Horng H Chen1*, Alessandro Cataliotti1, John A Schirger1, Fernando L Martin1, and John C Burnett, Jr.1

1 Cardiorenal Research Laboratory, Division of Cardiovascular Diseases, Department of Internal Medicine and Physiology, Mayo Clinic College Of Medicine, Rochester, MN, USA

* To whom correspondence should be addressed. E-mail: chen.horng{at}mayo.edu.

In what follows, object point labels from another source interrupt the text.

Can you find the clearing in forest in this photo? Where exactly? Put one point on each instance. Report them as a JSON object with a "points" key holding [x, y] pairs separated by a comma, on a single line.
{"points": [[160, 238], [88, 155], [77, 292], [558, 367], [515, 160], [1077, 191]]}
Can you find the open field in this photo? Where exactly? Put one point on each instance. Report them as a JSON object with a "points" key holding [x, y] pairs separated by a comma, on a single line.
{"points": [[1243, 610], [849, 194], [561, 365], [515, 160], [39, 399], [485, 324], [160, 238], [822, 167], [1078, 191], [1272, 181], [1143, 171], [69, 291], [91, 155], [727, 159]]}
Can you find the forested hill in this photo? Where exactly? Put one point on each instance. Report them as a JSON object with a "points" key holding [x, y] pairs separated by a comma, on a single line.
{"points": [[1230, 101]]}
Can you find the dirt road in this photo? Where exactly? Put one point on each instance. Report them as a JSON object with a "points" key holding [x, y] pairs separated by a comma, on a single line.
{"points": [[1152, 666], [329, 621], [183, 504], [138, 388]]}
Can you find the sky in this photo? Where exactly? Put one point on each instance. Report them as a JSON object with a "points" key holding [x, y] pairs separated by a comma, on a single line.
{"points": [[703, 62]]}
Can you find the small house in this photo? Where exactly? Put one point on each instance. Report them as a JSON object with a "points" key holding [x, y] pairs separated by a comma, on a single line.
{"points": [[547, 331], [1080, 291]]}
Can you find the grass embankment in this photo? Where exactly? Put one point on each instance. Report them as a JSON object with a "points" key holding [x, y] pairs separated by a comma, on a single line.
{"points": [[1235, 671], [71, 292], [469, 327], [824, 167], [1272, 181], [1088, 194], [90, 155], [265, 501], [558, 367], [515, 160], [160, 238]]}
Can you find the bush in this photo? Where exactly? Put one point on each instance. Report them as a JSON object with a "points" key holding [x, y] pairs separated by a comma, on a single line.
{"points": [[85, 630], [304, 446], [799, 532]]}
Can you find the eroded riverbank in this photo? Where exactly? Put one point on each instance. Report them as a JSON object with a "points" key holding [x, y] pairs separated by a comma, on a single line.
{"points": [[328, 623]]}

BACKGROUND: Recent studies have reported that renal function is an important predictor of survival in overt congestive heart failure (CHF). A hallmark of overt CHF is attenuated 3',5'-cyclic guanosine monophosphate (cGMP) production to endogenous atrial natriuretic peptide (ANP) with renal resistance to ANP. ANP and brain natriuretic peptide (BNP) are of myocardial origin while urodilatin (Uro) is thought to be derived from the kidney. Uro has been isolated from human urine with an amino acid (AA) sequence identical to ANP but with an N-terminal extension of four AA residues. All three peptides are agonists to the natriuretic peptide-A receptor. The objective of the current study was to compare the cardiorenal and humoral actions of ANP, BNP and Uro in experimental overt CHF, thus providing new insights into the biology of the natriuretic peptides in overt CHF METHODS: We determined the cardiorenal and humoral actions of 90 minutes intravenous equimolar infusion of ANP (n=6), BNP (n=5) and Uro (n=6) (2 and 10 pmol/kg/min) in 3 separate groups of anesthetized dogs with rapid ventricular pacing induced overt CHF (240 bpm for 10 days). RESULTS: BNP resulted in increases in urinary sodium excretion (UNaV) (2.2±0.7 to 164±76 µEq/min, p<0.05) and glomerular filtration rate (GFR) (27±4 to 52±11 ml/min, p<0.05) which were greater as compared to Uro (p<0.05 BNP vs Uro), while ANP did not result in increases in either UNaV or GFR. The increases in plasma cGMP (25±2 to 38±2 pmol/ml, p<0.05) and urinary cGMP excretion with BNP (1618±151 to 6124±995 pmol/min, p<0.05) were similar to Uro, however there was no change with ANP. Cardiac filling pressures were reduced in all three groups. CONCLUSION: In this model of experimental overt CHF, ANP, BNP and Uro, agonists of the natriuretic peptide-A receptor, have differential renal properties. These studies also support the conclusion that in experimental overt CHF, renal resistance to natriuretic peptides in increasing rank order is BNP< Uro< ANP.